PayPalのフィッシングメールでは、例えば、表示されている偽名は「PayPal Security」であるものの、隠されたメールアドレスは「no-reply-support-team_._@ewrtdrf.com」であるといった具合です。 ハッカーたちは、受信者、特にモバイルユーザーの大半が送信者名を展開してメールアドレスを確認しないことを見込んでいます。

カズンドメインは、より洗練されたスプーフィングの一形態で、送信者のアドレスが難読化されているため、ブランドのメールアドレスと同じであるように見えます。カズンドメインを生成する方法の一つに、メールアドレスに1文字追加または削除したり、.co.global.aeなどの拡張子を追加する方法があります。
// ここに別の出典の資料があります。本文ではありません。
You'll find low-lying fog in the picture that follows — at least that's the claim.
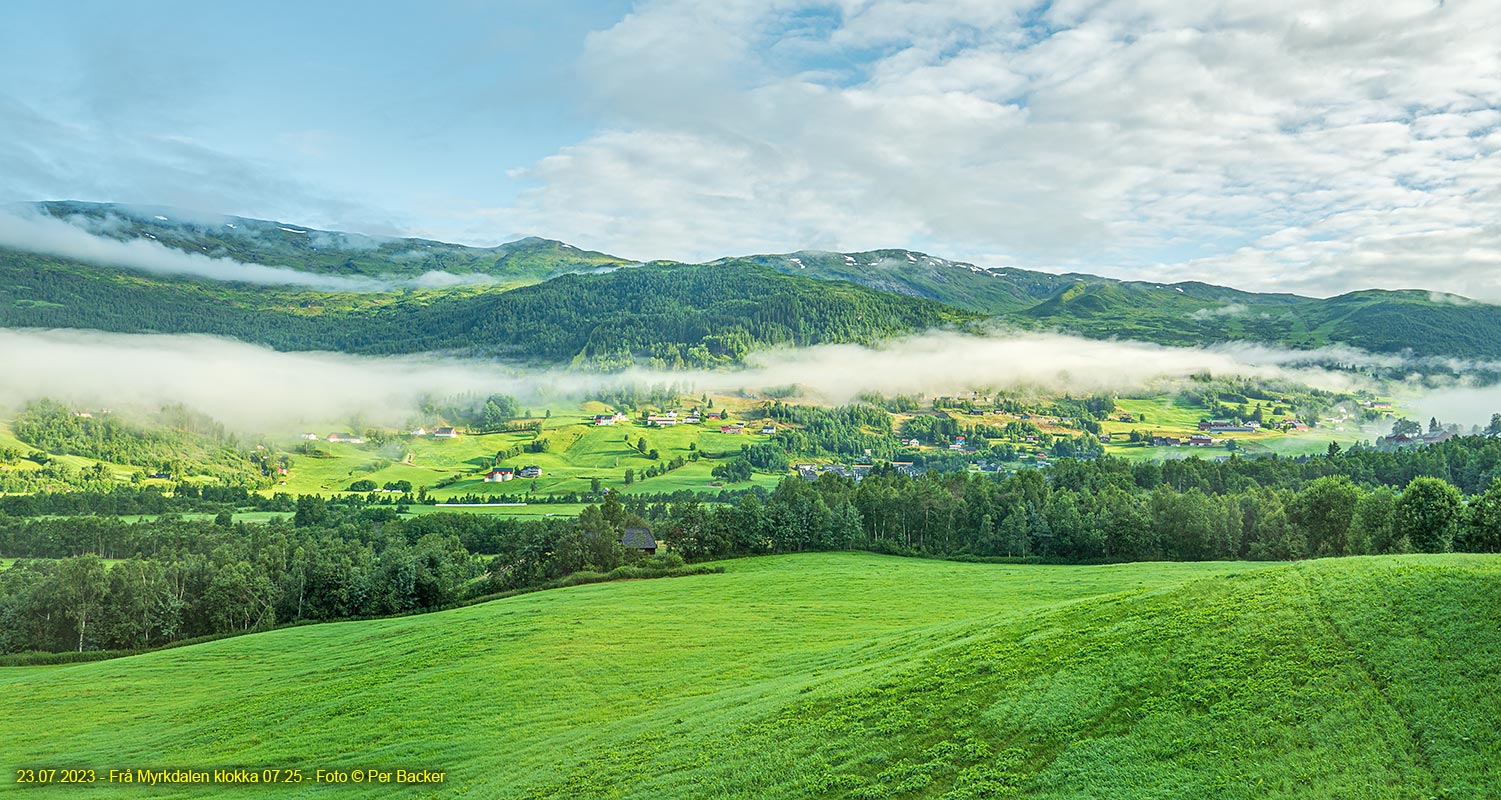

以下は、Vadeが発見したWells Fargoの詐欺メールの一例です。このメールには、Wells Fargoカスタマーサービスのメールアドレスにスプーフィングした、長い拡張子付きのカズンドメインが見られます。

Wells Fargoのフィッシング
Wells Fargoのフィッシング

ドメイン名のスプーフィングは、bofa.com (Bank of America) などの正当なドメインと同じメールアドレスです。幸いにも、Domain Keys Identified Email (DKIM) とSender Policy Framework (SPF) のおかげで、ドメインのスプーフィングは減りつつあります。いずれもドメイン名の無許可使用を特定し、ドメインのスプーフィングが使われているメールを効果的にブロックします。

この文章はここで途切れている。